It's always a big deal for Utah to get into national news—especially the Sunday New York Times. It is one Big Fat Free Ad for Utah tourism. 

But the state's boosters probably would have rather passed on the article in last Sunday's NYTimes that addressed in depth, the Wasatch Front's awful air quality.

After calling the state an "outdoor lover’s utopia," NYT went on to report Utah suffered 22 days this winter with pollution levels way over the federal air quality standards. The article included a photo of Salt Lake's hazy skyline that is sure to make readers' eyes water and throats' scratch. The tourism and recreation economy, of course, is a huge part of Utah's economic future and willful ignorance of that may cost Salt Lake City the lucrative Outdoor Retailer shows.

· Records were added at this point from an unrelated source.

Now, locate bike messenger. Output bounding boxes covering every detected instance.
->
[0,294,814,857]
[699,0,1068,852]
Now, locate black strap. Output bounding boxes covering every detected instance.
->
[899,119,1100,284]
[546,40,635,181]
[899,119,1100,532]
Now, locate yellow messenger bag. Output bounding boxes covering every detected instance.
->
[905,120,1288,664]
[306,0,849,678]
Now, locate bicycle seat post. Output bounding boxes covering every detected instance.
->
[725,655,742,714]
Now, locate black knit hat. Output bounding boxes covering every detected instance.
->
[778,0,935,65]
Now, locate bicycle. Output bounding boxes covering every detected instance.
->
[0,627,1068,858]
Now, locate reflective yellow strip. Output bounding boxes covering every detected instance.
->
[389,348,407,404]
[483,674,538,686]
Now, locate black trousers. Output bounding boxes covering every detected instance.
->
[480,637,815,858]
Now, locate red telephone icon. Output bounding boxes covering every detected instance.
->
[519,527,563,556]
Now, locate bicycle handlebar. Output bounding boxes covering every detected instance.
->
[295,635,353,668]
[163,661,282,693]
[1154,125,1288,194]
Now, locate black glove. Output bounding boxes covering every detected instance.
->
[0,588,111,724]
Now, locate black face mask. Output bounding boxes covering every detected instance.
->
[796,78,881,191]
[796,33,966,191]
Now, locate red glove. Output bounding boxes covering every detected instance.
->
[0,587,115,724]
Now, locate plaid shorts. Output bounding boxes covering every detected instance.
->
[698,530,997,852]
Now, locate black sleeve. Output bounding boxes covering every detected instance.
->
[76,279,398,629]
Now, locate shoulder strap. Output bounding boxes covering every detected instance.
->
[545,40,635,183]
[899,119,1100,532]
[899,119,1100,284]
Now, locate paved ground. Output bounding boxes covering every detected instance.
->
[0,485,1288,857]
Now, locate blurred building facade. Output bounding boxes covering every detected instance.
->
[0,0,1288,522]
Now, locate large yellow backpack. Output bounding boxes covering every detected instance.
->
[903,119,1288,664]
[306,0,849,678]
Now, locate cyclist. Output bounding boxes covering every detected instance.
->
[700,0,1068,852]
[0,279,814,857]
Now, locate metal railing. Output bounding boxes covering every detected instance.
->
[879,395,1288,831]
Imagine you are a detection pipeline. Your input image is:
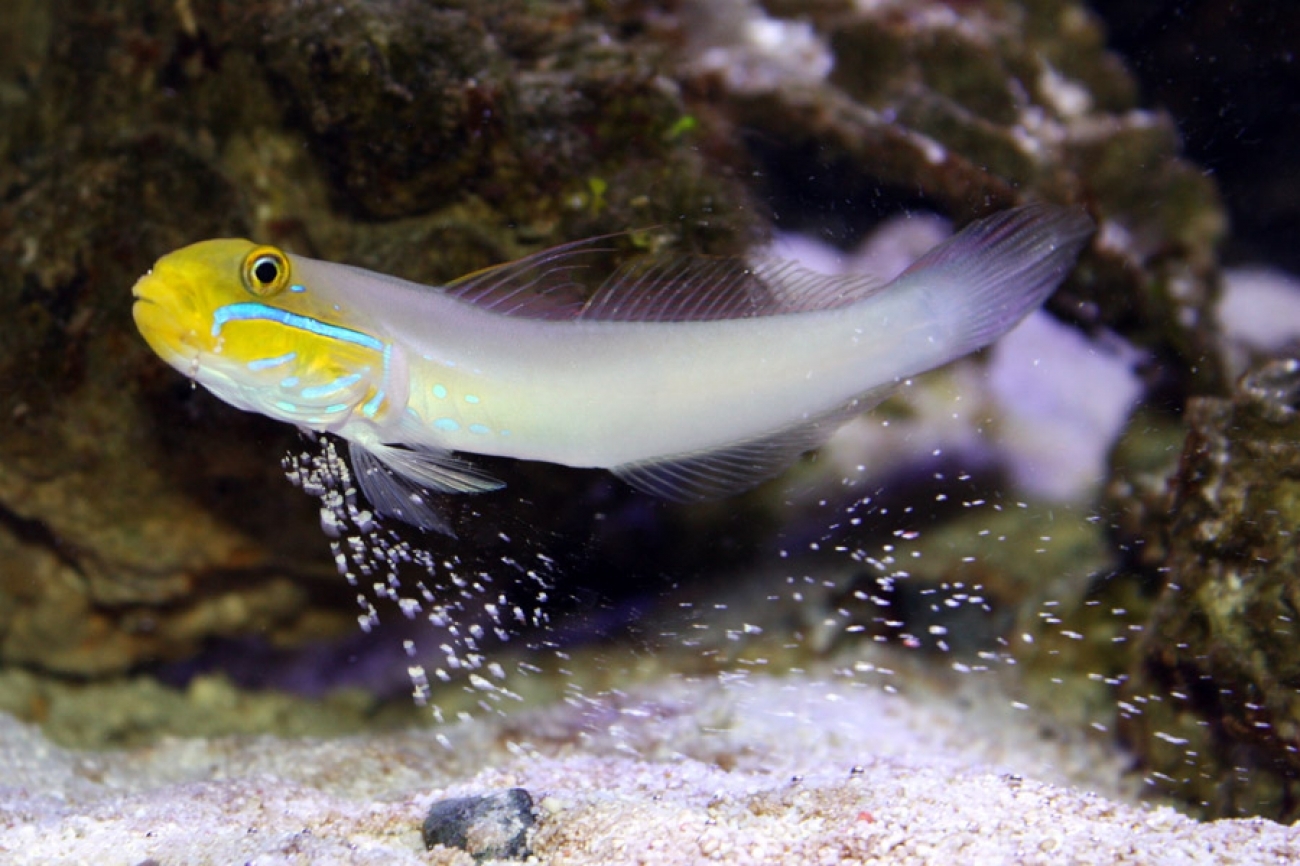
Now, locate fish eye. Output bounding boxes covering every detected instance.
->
[243,247,289,298]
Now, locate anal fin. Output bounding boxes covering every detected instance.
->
[611,382,898,502]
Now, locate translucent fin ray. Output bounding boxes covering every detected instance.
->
[611,382,897,502]
[348,442,503,536]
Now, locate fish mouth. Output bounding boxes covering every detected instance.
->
[131,270,199,377]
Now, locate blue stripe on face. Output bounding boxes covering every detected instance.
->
[212,302,384,352]
[302,373,361,400]
[247,352,298,373]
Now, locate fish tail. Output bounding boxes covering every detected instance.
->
[898,203,1095,358]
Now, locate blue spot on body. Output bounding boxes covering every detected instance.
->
[361,389,384,417]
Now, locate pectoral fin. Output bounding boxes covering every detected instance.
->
[611,382,897,502]
[348,442,503,536]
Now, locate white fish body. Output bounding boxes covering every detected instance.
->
[137,204,1092,529]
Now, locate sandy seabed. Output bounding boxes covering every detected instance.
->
[0,660,1300,866]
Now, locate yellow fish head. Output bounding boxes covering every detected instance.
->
[131,239,387,429]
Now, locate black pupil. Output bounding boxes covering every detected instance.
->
[252,259,280,286]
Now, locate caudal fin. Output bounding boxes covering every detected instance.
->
[897,203,1095,358]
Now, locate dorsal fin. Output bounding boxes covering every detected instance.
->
[443,234,618,320]
[445,235,883,322]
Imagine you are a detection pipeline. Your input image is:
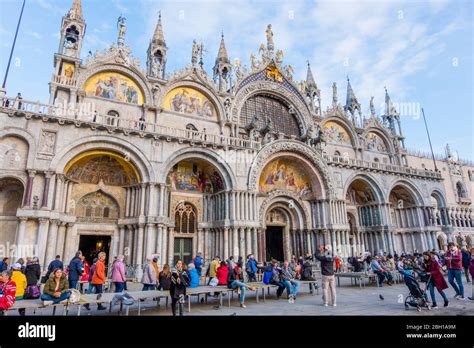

Bryce Bird, the director of Utah’s Division of Air Quality, told NYT what everyone except Gov. Gary Herbert seems to understand:

“Obviously, this is not acceptable. The public is fed up with it. The concern for them is that it is not being addressed fast enough.”

Brian Moench, of Utah Physicians for a Healthy Environment, piled on with: 

“If the 40,000 women in Utah who are pregnant suddenly started smoking, that would constitute a genuine health emergency. But our levels of air pollution are causing the exact same consequences as if all these women were smoking.”

But Herbert seems more worried about simulating action—many allege it's because the governor's insatiable appetite for campaign contributions has made his office a wholly owned subsidiary of the state's heavy industry—than actually fixing the problem.

Instead of producing an aggressive initiative to address the problem, Hebert filmed a $60,000 public service message —paid for by Utah taxpayers— that tells Utah taxpayers that it is mainly their fault—which is, in part, true. About half the pollution is from commuting in cars and the other half from industry.

What Herbert, a former Realtor, is failing to do is to come up with a plan to attack the issue on all fronts—public transit, tighter regulation of industry emissions, fighting urban sprawl and so forth. The Democrats in the Legislature have done that, but it's unlikely Herbert will sign on to their plan.

And with the worst of the winter inversion season behind us, it's unlikely anything will move forward on the Hill. Why fix the roof when it's not raining?